Brighton Dome’s historic Corn Exchange and Studio Theatre will return as Brighton Festival host venues between for the first time since 2016 following their major refurbishment.
Festivalgoers can expect plenty of UK and world theatre premieres at this year’s festival, which will run from May 4 to 26.
Belgian theatre makers Berlin will make a return to the festival with the UK premiere of The Making of Berlin (May 10 to 11). Combining film, theatre and live music, the show follows the company’s attempt to fulfil the dream of Friedrich Mohr, a former stage manager at the Berliner Philharmonika orchestra.
Mohr’s ambition to stage a live radio broadcast of Wagner's Götterdämmerung from bunkers across the city during the Second World War morphs into a modern-day noir thriller as the company soon discover the story is not as it seems.
One of Canada’s most adventurous provocateurs, Cliff Cardinal, brings the UK premiere of a retelling of Shakespeare that gives the play an entirely new meaning in The Land Acknowledgement, or As You Like It (May 21 to 23). Working with Toronto-based Crows Theatre, Cardinal keeps much of what happens secret, but this "brutally funny and honest play reveals the unvarnished reality of the reconciliation process between Canada’s Indigenous communities and colonial settlers.
The Melancholy of the Tourist (May 15 to 26), from Spanish-Mexican artists Oligor y Microscopia, is an intimate, magical meditation on how people engage with the world as tourists.
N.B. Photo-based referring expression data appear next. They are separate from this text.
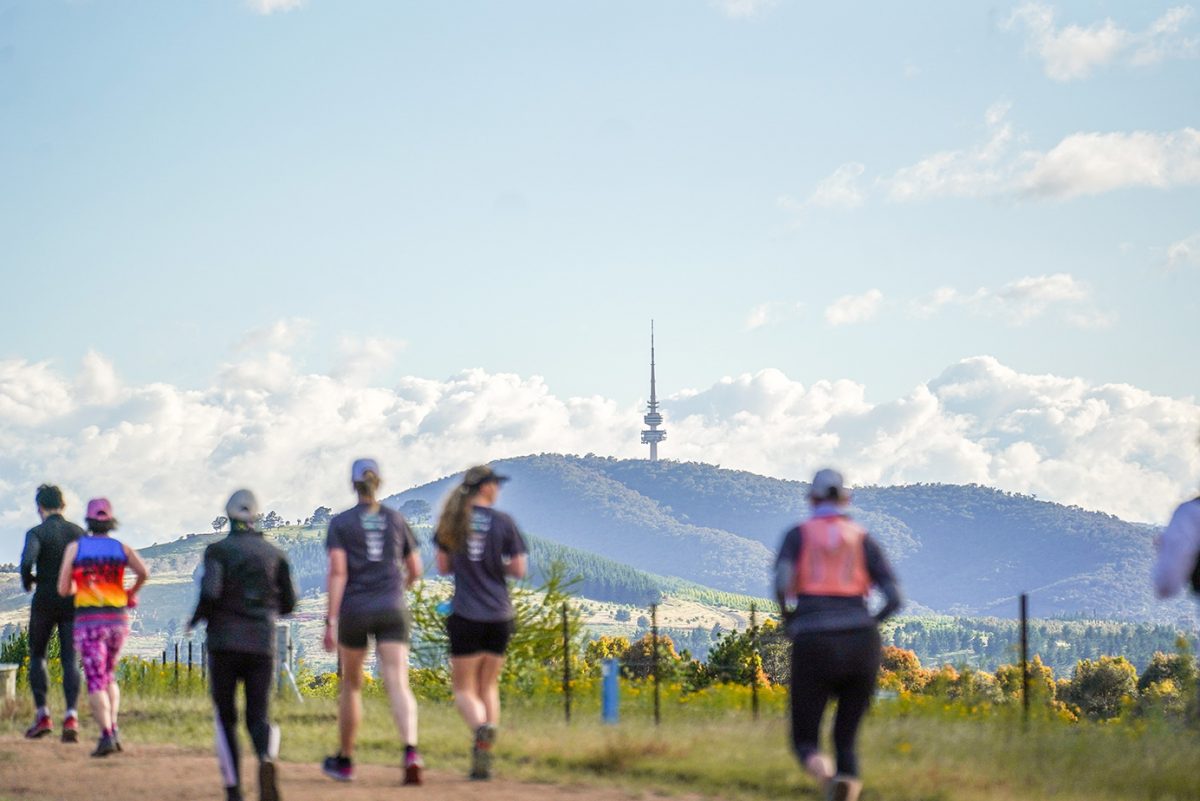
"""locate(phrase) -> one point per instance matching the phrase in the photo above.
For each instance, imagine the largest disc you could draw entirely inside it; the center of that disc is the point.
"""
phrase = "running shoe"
(71, 729)
(413, 766)
(42, 726)
(481, 753)
(339, 768)
(844, 788)
(268, 784)
(105, 746)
Another UK premiere, it combines found objects, light and shadow, paper and tin and a raft of handmade and analogue contraptions to explore what happens when sought-after holiday destinations fall out of fashion.
Running throughout Brighton Festival is the world premiere of Ground, a curated, locally sourced three-course theatrical dining experience that seeks to explore the complex history behind the food on our plate.
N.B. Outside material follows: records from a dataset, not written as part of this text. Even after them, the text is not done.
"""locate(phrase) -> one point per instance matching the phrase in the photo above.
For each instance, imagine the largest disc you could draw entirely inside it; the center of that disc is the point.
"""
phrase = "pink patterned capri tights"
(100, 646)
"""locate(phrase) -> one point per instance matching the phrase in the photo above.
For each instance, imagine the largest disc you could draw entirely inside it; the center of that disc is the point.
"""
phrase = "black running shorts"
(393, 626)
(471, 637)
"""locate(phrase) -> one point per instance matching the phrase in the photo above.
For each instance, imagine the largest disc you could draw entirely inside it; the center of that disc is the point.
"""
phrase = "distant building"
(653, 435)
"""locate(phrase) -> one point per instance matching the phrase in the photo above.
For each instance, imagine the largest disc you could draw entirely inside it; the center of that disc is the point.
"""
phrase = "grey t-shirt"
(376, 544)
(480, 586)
Featuring the voices of indigenous communities from across the world, including ecologist Robin Wall Kimmerer, the tangled history of plants is brought to life by award-wining creators and producers Trigger (Teabreak, Brighton Festival 2023) outside at Brighton’s own Grand Designs-featured off-grid eco-building, Earthship.
The English premiere of silent theatre production Fishbowl, from award-winning French theatre company Le Fils du Grand Réseau, follows the misadventures of three eccentric and lovable anti-heroes separated only by paper-thin walls in an apartment block in Paris from May 23 to 25.
Elsewhere, an ambitious outdoor reimagining of seaside variety shows from Olivier award-winning performance-maker Marisa Carnesky will transform a downtown Brighton street into a large-scale circus from May 25 to 26, with nine stages and a cast of 33 female and non-binary aerialists, wrestlers, variety dancers, contemporary clowns and contortionists.
Carnesky’s Showwomxn Sideshow Spectacular is a family-friendly production created especially for Brighton Festival that will celebrate the forgotten women of the genre’s history, inspired by Carnesky’s own research at the National Fairground and Circus Archive.
Following a sold-out international tour, US-based illusionist and performance artist Scott Silven appears in an English premiere at Brighton Festival from May 8 to 12 with Wonders, a stylish and smart interactive show that explores the myth and mystery of the ancient Scottish landscape of his childhood.
The premieres continue on May 4 and 5, as Irish theatre company Branar present their adaptation of James Joyce’s novel Ulysses, You’ll See, for the first time in the UK. Suitable for adults and children, the piece brings Joyce’s epic story of one day in one city to life, using a storyteller, an intricate pop-up book and an original score.
The emotions of parenthood are explored in a new musical from Dundee Rep Theatre, as the English premiere of No Love Songs joins the Brighton Festival programme from May 15 to 18. Featuring songs by platinum selling rockers The View’s frontman Kyle Falconer, the show is inspired by the real-life experiences of Falconer and his partner, Laura Wilde. The story follows two new parents grappling with the challenges of parenthood and the weight of postnatal depression.
Following a critically acclaimed London run last year, Perfect Show for Rachel invites audiences to step into theatre-loving, 33 year old learning-disabled care-home resident Rachel’s world, as she directs every performance of this experimental and joyful show in real time from May 4 to 7.
Established in 1967, Brighton Festival is the largest annual curated multi-arts festival in England. This year’s guest director is award-winning author and screenwriter Frank Cottrell-Boyce.